LA CATEDRAL LE DA LA VUELTA AL MUNDO

Por la puerta de la Catedral de Sal de Zipaquirá han entrado en siete meses más de 200 mil personas. Todas se llevan una sorpresa.

03 de agosto 1996 , 12:00 a. m.

No es si no dar el primer paso en el túnel para sentir, en cada centímetro del cuerpo, la experiencia de lo nunca antes vivido.

Recorrer el recinto es, por obligación, admirar y respetar el trabajo de martilleros, perforadores, malacateros, herramienteros e ingenieros que, a fuerza de 71 toneladas de explosivos, lograron en cada espacio y detalle la octava maravilla del mundo.

Los extranjeros reconocen que entrar allí es una historia que se debe repetir.

La sensación es de descubrimiento y después de admiración. No obstante, desde que se inicia el recorrido surgen muchos interrogantes, preguntas que se quedan sin respuesta. El premio final para el turista es ver la capilla, creo que es lo mas espectacular , dice con asombro Húber David, un visitante de la Catedral.

Y es que no hay una sola línea o circunferencia que no haya surgido del cálculo de los ingenieros, artesanos y mineros que trabajaron allí tan adentro de la tierra.

La Catedral está a cargo de la llamada de Concesión Salina. El municipio quiere estar más estrechamente ligado con su símbolo.

El turismo se prepara El continuo llegar de visitantes nacionales y extranjeros ha despertado en el sector privado la necesidad de impulsar el desarrollo de Zipaquirá en torno de su industria: el turismo.

Esta actitud se percibe en el campo de la gastronomía, destacándose el alto nivel de servicio de la hospedería.
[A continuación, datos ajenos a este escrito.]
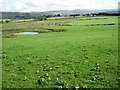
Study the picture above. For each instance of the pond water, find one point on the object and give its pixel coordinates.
(25, 33)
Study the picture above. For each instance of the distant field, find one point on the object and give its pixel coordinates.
(83, 56)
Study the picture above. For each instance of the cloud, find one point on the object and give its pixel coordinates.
(46, 5)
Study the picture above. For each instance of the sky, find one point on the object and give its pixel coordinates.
(49, 5)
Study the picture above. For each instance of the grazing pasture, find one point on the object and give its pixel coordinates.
(80, 56)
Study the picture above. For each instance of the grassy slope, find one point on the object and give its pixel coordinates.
(84, 56)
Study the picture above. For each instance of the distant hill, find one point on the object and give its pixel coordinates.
(85, 11)
(6, 15)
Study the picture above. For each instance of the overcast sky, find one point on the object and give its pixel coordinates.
(47, 5)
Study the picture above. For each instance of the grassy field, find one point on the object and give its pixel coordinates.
(84, 56)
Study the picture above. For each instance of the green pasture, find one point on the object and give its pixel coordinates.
(81, 57)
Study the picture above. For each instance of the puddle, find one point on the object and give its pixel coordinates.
(25, 33)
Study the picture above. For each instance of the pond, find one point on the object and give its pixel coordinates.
(25, 33)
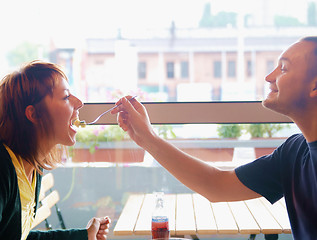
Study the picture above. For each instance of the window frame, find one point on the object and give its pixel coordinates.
(192, 113)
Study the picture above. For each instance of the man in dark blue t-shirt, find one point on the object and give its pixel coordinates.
(291, 171)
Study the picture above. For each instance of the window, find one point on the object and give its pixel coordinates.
(269, 66)
(249, 69)
(231, 69)
(217, 69)
(184, 70)
(142, 70)
(170, 69)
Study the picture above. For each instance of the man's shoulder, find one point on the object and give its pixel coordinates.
(297, 138)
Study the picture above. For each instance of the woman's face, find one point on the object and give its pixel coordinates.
(63, 110)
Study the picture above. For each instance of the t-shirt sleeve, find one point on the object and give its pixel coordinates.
(263, 176)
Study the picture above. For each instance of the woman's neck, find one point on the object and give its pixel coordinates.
(29, 170)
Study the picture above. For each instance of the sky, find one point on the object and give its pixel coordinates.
(38, 20)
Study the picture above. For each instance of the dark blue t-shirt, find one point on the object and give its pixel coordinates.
(290, 171)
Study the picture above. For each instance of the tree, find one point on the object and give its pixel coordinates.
(311, 14)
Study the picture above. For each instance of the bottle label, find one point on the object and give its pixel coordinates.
(160, 219)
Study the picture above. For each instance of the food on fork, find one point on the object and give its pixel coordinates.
(79, 123)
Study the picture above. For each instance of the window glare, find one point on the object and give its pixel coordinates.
(172, 50)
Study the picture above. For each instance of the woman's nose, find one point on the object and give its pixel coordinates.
(78, 103)
(270, 77)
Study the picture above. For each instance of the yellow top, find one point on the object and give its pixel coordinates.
(27, 194)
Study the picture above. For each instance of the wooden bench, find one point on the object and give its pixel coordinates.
(192, 214)
(47, 201)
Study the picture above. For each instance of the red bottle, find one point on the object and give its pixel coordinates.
(160, 227)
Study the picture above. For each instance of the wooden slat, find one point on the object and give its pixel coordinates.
(51, 199)
(279, 213)
(185, 221)
(265, 220)
(46, 184)
(224, 218)
(205, 221)
(244, 219)
(170, 204)
(143, 224)
(41, 214)
(127, 220)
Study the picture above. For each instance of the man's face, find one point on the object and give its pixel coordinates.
(289, 82)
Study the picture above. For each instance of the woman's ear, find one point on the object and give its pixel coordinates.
(30, 114)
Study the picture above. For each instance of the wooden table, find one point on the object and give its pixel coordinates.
(192, 214)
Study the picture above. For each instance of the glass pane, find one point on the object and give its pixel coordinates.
(97, 182)
(170, 48)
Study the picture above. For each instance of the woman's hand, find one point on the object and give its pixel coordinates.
(133, 118)
(98, 228)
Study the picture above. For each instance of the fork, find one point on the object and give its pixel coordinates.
(107, 112)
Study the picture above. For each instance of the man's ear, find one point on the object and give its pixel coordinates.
(30, 114)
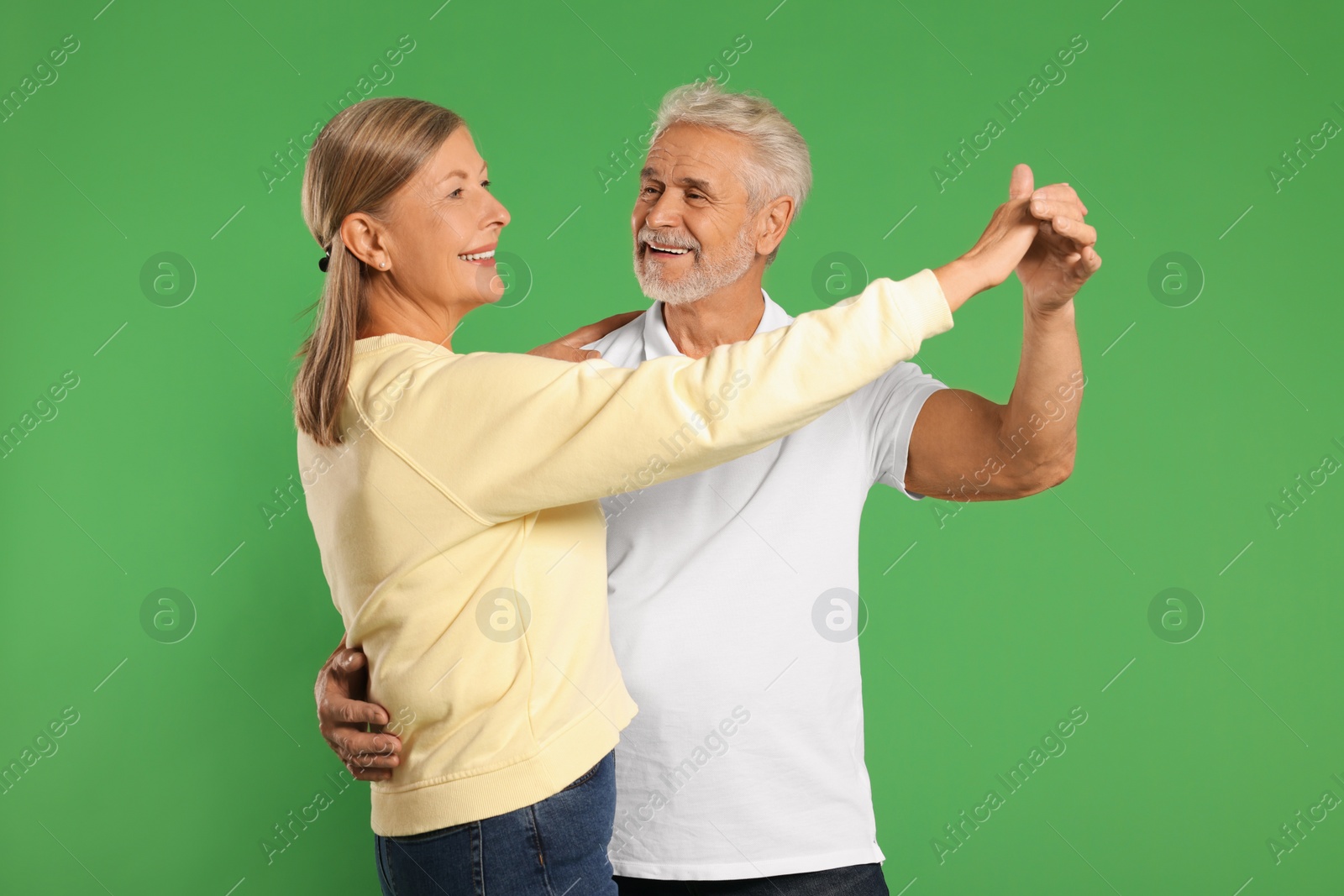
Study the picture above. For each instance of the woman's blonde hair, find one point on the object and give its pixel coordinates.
(360, 157)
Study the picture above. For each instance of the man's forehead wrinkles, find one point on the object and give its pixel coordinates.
(707, 165)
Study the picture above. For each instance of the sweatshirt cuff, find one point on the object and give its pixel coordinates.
(929, 313)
El Libertador es una imponente construcción situada a 200 metros de la entrada de la Catedral de Sal, restaurada por el Club del Comercio de Zipaquirá.

También sobresalen otros restaurantes ubicados en distintos puntos de la ciudad.

Mientras tanto, avanzan otros proyectos para adecuar antiguas construcciones de interés turístico en el área de Salinas y así convertirlas en punto de atención a los visitantes.

La Cámara de Comercio de Bogotá seccional Zipaquirá, asumió conjuntamente con la administración municipal, la remodelación del Parque Villaveces, con una inversión que beneficiará a los artesanos de la marmaja. Estos fueron reubicados en los arcos que cierran el parque por el costado sur.

Y en proyectos de envergadura, previo un estudio de prefactibilidad contratado por el Club del Comercio de Zipaquirá, la corporación construirá en sus terrenos de la vereda Susaguá, un conjunto inmobiliario y de recreación que constituirá un polo de desarrollo local.

El proyecto está integrado por un hotel de 69 habitaciones y 13 suites empresariales; un módulo comercial con supermercados y comidas rápidas; un conjunto residencial con 72 apartamentos, ascensores, jardines, parqueaderos, zonas infantiles; y un club campestre con piscina cubierta climatizada, instalaciones deportivas y sociales con restaurante, cafetería, gimnasio, saunas y otros servicios.

Según la Cámara, la capital de la sal está saliendo de su letargo y busca convertirse en el mayor punto de interés turístico del centro del país.

Sus habitantes y el sector privado se han propuesto aprovechar su ubicación y sus sitios turísticos aledaños como las represas del Neusa, Sisga y Guatavita, el parque de Sopó, Tocancipá con su autódromo, su zona industrial y su parque de atracciones y las regiones de Rionegro y Ubaté y las termales de Tabio.